Longtemps le cinéma français s’est tenu éloigné du monde politique. Longtemps il fut de bon ton de s’en étonner, le comparant au cinéma américain qui, depuis toujours, n’a pas hésité à mettre en scène les sommets de l’État. La situation est en train de – lentement – évoluer : l’excellent La Conquête, le drolatique Quai d’Orsay, le surcoté L’Exercice de l’État, la série Les Hommes de l’ombre décrivent avec plus ou moins de succès les arcanes du pouvoir et les moyens de le conquérir.

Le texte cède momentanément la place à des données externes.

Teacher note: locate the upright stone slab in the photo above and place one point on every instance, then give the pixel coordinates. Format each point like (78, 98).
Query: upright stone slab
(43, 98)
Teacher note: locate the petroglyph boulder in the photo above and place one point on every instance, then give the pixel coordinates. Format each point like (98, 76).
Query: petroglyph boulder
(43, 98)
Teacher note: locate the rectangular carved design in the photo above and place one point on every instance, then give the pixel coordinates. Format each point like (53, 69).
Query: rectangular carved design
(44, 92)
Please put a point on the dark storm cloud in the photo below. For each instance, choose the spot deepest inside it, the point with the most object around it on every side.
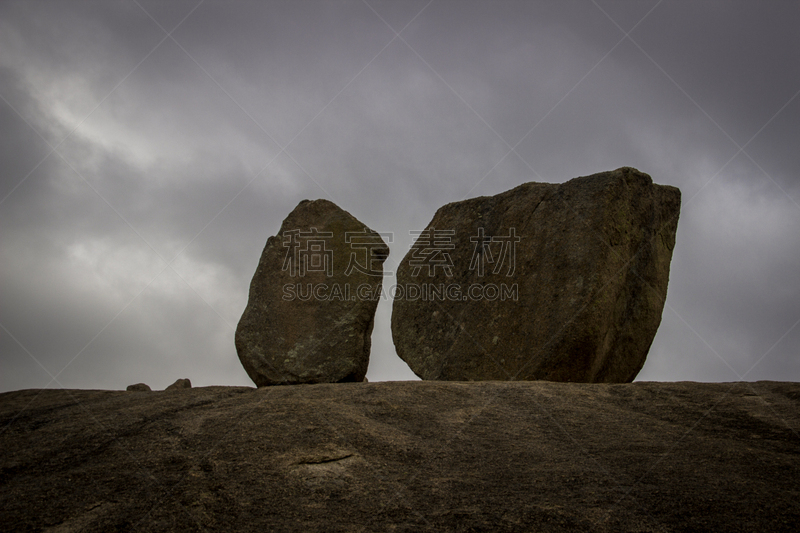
(128, 250)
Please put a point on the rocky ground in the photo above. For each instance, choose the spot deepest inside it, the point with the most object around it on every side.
(404, 456)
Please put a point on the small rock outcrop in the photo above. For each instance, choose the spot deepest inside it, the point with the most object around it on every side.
(312, 302)
(180, 384)
(560, 282)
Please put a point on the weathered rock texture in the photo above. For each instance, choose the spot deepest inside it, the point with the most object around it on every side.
(578, 296)
(180, 384)
(405, 456)
(312, 300)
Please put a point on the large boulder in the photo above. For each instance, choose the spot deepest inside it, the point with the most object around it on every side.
(312, 300)
(560, 282)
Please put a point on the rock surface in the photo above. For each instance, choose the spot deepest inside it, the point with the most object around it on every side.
(180, 384)
(138, 387)
(312, 300)
(545, 281)
(404, 456)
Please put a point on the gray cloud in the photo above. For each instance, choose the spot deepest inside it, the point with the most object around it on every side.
(127, 252)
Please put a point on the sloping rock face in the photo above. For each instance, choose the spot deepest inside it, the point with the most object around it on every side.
(404, 456)
(312, 300)
(545, 281)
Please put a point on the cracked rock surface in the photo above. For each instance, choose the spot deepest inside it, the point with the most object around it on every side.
(404, 456)
(560, 282)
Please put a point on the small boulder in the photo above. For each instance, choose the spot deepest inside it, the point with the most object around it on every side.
(560, 282)
(310, 312)
(180, 384)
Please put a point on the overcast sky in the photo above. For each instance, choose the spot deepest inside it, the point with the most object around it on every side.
(150, 148)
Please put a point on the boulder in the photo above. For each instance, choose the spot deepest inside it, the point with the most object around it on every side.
(560, 282)
(427, 456)
(312, 300)
(180, 384)
(138, 387)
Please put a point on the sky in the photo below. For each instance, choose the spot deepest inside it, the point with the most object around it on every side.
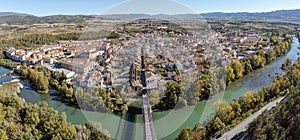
(97, 7)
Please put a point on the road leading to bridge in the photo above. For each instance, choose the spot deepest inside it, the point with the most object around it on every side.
(148, 124)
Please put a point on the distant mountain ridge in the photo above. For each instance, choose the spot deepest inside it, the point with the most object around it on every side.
(12, 17)
(280, 14)
(3, 14)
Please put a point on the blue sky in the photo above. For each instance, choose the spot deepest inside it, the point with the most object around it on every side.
(73, 7)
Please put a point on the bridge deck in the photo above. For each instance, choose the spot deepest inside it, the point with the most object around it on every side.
(148, 125)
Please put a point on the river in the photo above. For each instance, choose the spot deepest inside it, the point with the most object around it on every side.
(167, 123)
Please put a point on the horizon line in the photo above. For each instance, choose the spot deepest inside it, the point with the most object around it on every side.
(84, 14)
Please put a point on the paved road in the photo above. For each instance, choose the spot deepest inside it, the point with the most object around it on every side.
(148, 124)
(243, 125)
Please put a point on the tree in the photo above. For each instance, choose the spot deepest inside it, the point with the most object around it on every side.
(230, 75)
(257, 61)
(248, 66)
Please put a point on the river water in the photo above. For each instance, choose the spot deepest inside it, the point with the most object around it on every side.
(167, 123)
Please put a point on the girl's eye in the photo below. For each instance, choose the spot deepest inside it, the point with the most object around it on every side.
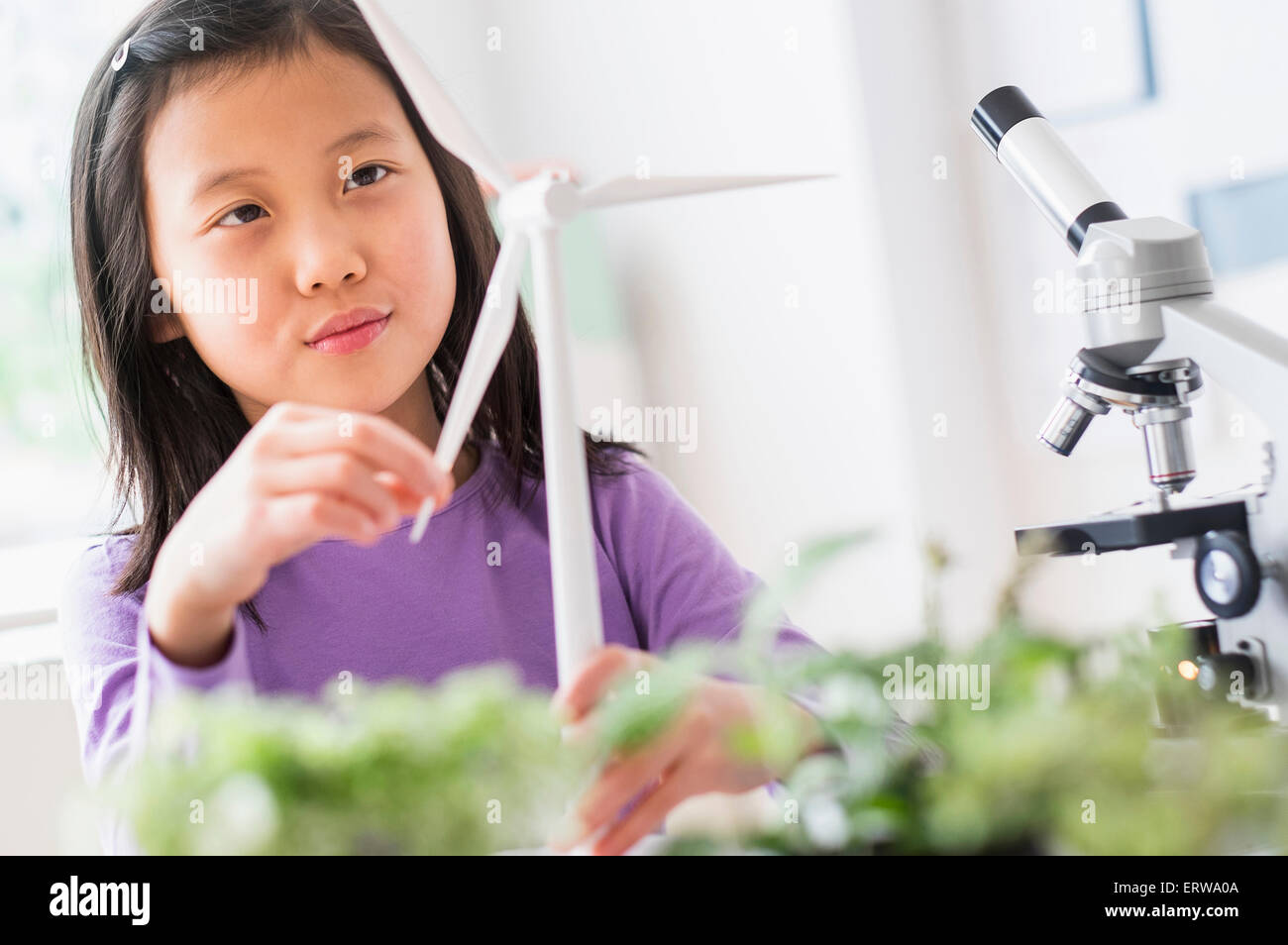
(237, 213)
(368, 180)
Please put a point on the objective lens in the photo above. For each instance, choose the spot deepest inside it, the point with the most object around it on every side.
(1065, 425)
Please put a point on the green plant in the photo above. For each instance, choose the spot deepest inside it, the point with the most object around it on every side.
(1060, 755)
(471, 765)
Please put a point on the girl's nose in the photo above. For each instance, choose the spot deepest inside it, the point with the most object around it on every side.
(326, 257)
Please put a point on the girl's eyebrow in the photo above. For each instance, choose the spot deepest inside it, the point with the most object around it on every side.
(372, 132)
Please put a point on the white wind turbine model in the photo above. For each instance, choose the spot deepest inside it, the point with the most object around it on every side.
(532, 214)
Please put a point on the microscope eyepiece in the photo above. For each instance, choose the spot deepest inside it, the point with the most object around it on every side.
(1026, 145)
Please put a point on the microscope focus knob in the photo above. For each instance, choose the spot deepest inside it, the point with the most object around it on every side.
(1227, 574)
(1225, 674)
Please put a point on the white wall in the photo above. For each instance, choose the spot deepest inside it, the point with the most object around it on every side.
(800, 426)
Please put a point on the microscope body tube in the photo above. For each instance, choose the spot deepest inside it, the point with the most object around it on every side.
(1026, 145)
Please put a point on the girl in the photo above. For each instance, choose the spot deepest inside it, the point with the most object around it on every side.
(279, 270)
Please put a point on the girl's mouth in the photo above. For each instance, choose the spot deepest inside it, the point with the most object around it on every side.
(353, 340)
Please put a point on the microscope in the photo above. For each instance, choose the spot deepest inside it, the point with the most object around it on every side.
(1153, 330)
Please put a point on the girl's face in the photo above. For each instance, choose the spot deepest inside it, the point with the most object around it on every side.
(305, 187)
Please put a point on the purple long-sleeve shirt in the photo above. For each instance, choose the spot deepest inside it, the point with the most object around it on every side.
(476, 589)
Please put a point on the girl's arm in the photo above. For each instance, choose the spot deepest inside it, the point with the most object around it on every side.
(116, 673)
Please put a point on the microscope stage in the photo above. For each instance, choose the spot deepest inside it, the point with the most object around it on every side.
(1125, 531)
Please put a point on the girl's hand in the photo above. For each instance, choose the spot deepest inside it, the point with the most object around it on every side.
(301, 473)
(692, 757)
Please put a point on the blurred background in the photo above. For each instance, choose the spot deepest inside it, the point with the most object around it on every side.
(875, 351)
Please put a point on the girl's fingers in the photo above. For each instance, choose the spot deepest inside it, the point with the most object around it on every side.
(407, 498)
(625, 779)
(674, 787)
(592, 678)
(304, 518)
(376, 439)
(342, 473)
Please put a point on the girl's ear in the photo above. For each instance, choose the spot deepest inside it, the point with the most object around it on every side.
(163, 327)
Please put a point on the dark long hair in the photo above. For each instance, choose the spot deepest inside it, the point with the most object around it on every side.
(171, 422)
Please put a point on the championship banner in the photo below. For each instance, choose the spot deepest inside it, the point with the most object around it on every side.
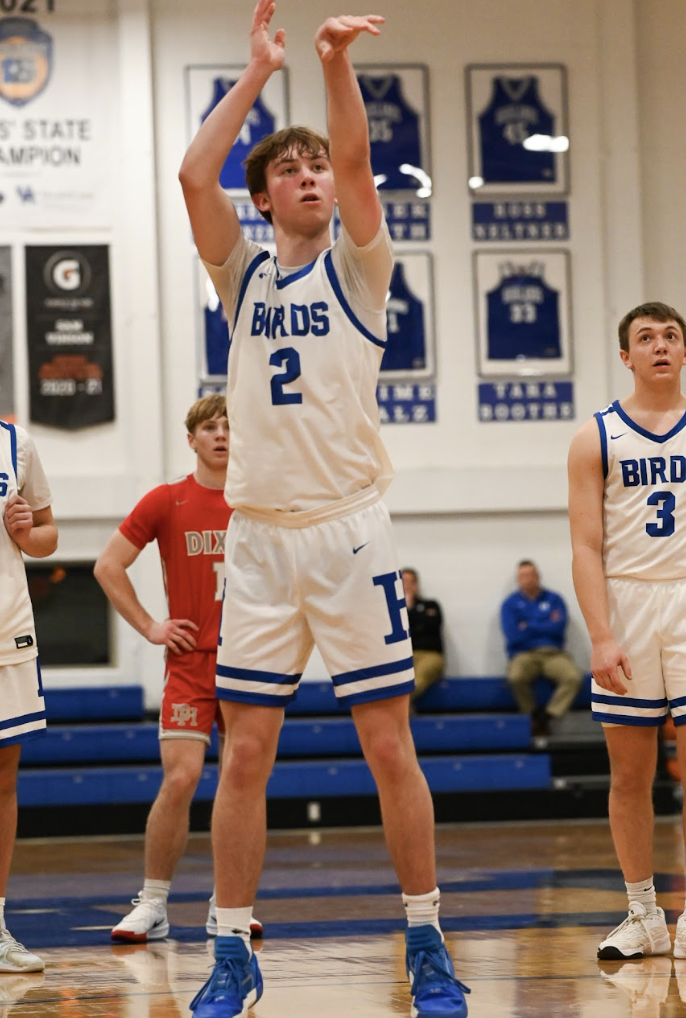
(6, 357)
(69, 336)
(58, 134)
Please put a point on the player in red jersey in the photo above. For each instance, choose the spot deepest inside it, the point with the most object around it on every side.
(188, 519)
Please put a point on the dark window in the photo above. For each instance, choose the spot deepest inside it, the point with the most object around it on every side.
(71, 614)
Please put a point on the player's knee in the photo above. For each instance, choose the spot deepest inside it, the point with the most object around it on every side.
(631, 781)
(181, 782)
(388, 753)
(247, 761)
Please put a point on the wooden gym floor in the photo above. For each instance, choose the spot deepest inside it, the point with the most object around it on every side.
(523, 909)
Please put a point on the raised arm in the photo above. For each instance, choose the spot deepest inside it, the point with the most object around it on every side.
(110, 571)
(348, 131)
(586, 486)
(213, 218)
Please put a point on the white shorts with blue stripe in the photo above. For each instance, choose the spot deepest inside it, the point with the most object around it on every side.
(334, 583)
(21, 702)
(648, 622)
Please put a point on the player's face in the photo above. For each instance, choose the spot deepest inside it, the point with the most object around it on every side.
(528, 580)
(410, 584)
(211, 442)
(655, 349)
(299, 190)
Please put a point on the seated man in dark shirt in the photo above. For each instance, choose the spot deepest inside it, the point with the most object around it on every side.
(425, 621)
(533, 622)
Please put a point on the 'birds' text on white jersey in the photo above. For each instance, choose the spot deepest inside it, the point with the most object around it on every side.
(644, 505)
(305, 346)
(20, 472)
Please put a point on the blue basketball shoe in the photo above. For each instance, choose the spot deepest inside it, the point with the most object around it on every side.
(436, 992)
(235, 983)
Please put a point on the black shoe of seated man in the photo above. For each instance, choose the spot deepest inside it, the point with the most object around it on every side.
(540, 723)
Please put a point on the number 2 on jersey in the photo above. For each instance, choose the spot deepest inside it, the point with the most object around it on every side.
(668, 503)
(289, 359)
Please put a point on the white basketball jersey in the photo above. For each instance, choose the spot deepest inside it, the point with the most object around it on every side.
(20, 472)
(301, 386)
(644, 505)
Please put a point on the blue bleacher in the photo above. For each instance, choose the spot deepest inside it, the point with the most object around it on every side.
(290, 780)
(95, 702)
(483, 747)
(63, 744)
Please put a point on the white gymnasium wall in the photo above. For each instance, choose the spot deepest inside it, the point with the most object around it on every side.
(469, 499)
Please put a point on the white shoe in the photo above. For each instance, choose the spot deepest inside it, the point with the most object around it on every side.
(211, 924)
(645, 982)
(680, 939)
(15, 958)
(641, 934)
(148, 921)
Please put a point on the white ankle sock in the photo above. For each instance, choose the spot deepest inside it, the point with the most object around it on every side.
(422, 909)
(644, 892)
(157, 889)
(234, 922)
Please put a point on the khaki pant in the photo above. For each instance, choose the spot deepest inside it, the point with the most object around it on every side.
(552, 664)
(429, 666)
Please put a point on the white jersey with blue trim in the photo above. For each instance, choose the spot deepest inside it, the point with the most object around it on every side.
(644, 504)
(304, 352)
(20, 472)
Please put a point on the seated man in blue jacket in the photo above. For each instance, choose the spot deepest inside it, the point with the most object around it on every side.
(533, 621)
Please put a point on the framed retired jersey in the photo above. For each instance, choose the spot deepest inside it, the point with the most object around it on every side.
(523, 313)
(409, 314)
(518, 134)
(396, 100)
(207, 85)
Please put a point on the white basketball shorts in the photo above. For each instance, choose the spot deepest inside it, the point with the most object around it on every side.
(648, 621)
(21, 702)
(335, 583)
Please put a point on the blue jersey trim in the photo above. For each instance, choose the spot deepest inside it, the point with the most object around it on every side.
(627, 719)
(604, 444)
(25, 719)
(628, 700)
(333, 279)
(249, 272)
(253, 675)
(12, 444)
(391, 668)
(259, 699)
(33, 733)
(641, 431)
(369, 695)
(293, 276)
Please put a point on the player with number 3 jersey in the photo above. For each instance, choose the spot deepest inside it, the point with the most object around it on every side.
(627, 509)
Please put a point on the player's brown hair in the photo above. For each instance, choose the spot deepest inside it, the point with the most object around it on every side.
(304, 140)
(653, 309)
(204, 409)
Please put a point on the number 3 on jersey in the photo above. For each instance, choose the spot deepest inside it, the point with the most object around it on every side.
(289, 359)
(667, 503)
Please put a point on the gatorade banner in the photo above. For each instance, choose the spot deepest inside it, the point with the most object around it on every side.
(69, 336)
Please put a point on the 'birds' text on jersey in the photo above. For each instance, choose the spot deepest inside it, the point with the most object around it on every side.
(301, 382)
(644, 504)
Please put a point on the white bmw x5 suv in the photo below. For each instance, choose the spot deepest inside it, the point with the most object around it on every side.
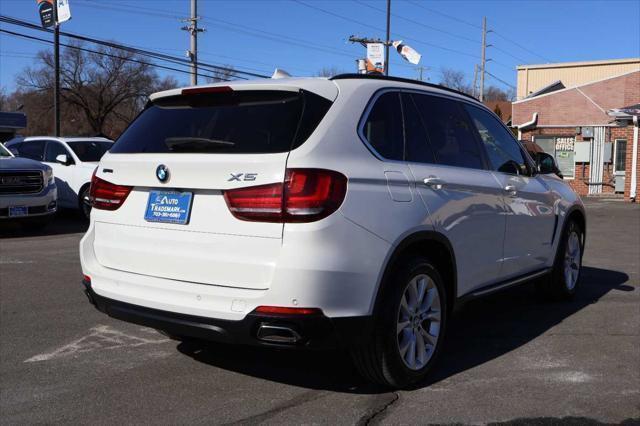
(310, 213)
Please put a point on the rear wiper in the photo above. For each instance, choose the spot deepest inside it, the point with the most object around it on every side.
(186, 142)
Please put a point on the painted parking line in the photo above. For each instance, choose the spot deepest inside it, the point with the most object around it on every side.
(101, 337)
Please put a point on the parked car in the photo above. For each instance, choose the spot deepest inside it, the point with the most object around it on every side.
(547, 163)
(27, 190)
(305, 213)
(73, 161)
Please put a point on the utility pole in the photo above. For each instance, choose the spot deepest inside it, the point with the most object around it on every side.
(483, 62)
(475, 80)
(56, 61)
(388, 43)
(193, 30)
(421, 70)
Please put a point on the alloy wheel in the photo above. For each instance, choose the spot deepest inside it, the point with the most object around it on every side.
(572, 259)
(419, 319)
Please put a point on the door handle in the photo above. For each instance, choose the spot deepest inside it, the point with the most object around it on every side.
(433, 182)
(511, 190)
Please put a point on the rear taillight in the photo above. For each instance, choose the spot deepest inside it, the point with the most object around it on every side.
(306, 195)
(105, 195)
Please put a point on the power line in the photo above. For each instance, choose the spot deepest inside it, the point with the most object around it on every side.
(521, 46)
(70, 46)
(155, 55)
(237, 28)
(234, 27)
(454, 18)
(500, 80)
(417, 23)
(328, 12)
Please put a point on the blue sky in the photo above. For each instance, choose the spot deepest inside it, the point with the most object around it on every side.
(303, 36)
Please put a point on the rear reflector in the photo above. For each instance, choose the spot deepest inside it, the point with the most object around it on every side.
(306, 195)
(200, 90)
(283, 310)
(105, 195)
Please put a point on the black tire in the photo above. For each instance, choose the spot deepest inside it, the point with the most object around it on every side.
(85, 209)
(379, 360)
(558, 286)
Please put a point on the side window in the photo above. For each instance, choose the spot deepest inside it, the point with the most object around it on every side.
(450, 132)
(53, 150)
(383, 128)
(418, 149)
(502, 149)
(32, 149)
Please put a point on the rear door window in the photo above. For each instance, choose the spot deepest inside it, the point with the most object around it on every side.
(450, 132)
(505, 155)
(383, 127)
(233, 122)
(90, 151)
(53, 150)
(418, 149)
(31, 149)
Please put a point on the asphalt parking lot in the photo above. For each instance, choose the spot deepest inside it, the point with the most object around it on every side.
(508, 358)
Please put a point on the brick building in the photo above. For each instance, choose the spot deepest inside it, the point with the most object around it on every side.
(590, 127)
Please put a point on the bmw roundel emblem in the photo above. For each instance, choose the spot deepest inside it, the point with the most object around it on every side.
(162, 173)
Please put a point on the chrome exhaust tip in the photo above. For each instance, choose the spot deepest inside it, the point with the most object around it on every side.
(277, 334)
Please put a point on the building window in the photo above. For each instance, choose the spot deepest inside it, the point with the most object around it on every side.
(619, 164)
(563, 149)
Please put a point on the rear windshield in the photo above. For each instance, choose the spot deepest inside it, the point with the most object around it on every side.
(88, 151)
(240, 122)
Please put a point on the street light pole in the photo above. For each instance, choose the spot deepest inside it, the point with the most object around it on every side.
(56, 61)
(193, 30)
(388, 41)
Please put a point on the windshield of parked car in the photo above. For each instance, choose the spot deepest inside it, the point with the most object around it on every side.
(4, 152)
(90, 151)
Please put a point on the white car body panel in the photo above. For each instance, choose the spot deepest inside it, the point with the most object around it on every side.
(220, 267)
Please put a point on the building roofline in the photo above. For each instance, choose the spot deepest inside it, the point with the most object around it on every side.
(576, 87)
(579, 64)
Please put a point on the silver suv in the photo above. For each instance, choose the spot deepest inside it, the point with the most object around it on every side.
(28, 192)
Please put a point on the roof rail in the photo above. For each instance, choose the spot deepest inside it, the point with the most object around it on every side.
(398, 79)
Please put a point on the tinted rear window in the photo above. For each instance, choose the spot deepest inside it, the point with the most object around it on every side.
(240, 122)
(90, 151)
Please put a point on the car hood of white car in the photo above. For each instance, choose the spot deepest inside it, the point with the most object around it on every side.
(17, 163)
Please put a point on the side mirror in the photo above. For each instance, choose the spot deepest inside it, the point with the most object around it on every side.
(62, 159)
(547, 164)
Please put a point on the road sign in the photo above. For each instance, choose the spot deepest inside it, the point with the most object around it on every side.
(64, 12)
(375, 57)
(407, 52)
(47, 15)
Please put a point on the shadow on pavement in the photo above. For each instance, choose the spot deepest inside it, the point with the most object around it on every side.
(63, 222)
(481, 331)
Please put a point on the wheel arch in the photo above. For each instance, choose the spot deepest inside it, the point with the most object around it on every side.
(437, 248)
(578, 214)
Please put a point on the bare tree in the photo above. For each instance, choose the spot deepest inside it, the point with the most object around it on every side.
(107, 87)
(225, 73)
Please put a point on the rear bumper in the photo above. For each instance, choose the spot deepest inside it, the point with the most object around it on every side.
(312, 331)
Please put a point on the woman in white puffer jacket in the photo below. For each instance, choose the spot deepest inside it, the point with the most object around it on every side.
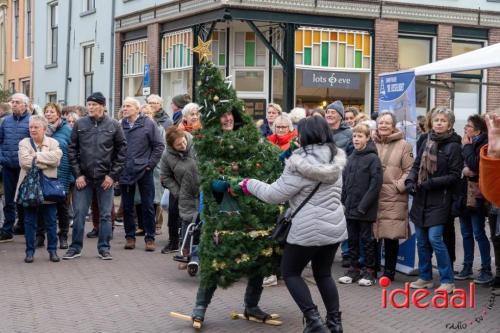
(319, 227)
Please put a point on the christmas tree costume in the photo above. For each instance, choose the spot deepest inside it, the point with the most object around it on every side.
(235, 234)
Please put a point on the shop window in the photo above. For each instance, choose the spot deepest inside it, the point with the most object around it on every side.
(176, 64)
(468, 88)
(332, 48)
(26, 87)
(134, 59)
(332, 65)
(414, 52)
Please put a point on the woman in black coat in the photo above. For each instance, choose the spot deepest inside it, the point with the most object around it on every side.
(473, 217)
(437, 168)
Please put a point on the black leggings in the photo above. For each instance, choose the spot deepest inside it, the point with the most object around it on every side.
(295, 258)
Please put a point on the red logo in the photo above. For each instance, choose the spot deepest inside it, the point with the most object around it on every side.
(423, 298)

Un homme d’État s’inscrit dans cette veine de plus en plus abondante. Librement inspiré de la campagne présidentielle de 2012, il raconte comment un président de droite sans scrupules, candidat à sa réélection, courtise un vieux leader de gauche dont le ralliement lui permettrait d’être réélu.

Hélas, comme souvent au cinéma, la reconstitution des cercles du pouvoir manque cruellement de crédibilité. Des acteurs, trop vieux ou trop jeunes, récitent sans naturel des dialogues trop écrits. Les rebondissements de l’intrigue sont trop grossiers. Les caractères sont trop machiavéliques ou trop naïfs et vivent dans un luxe indécent de limousines, d’hélicoptères, d’hôtels cinq étoiles, révélateur de l’image faussée qu’on se fait des élites politiques et des hauts fonctionnaires.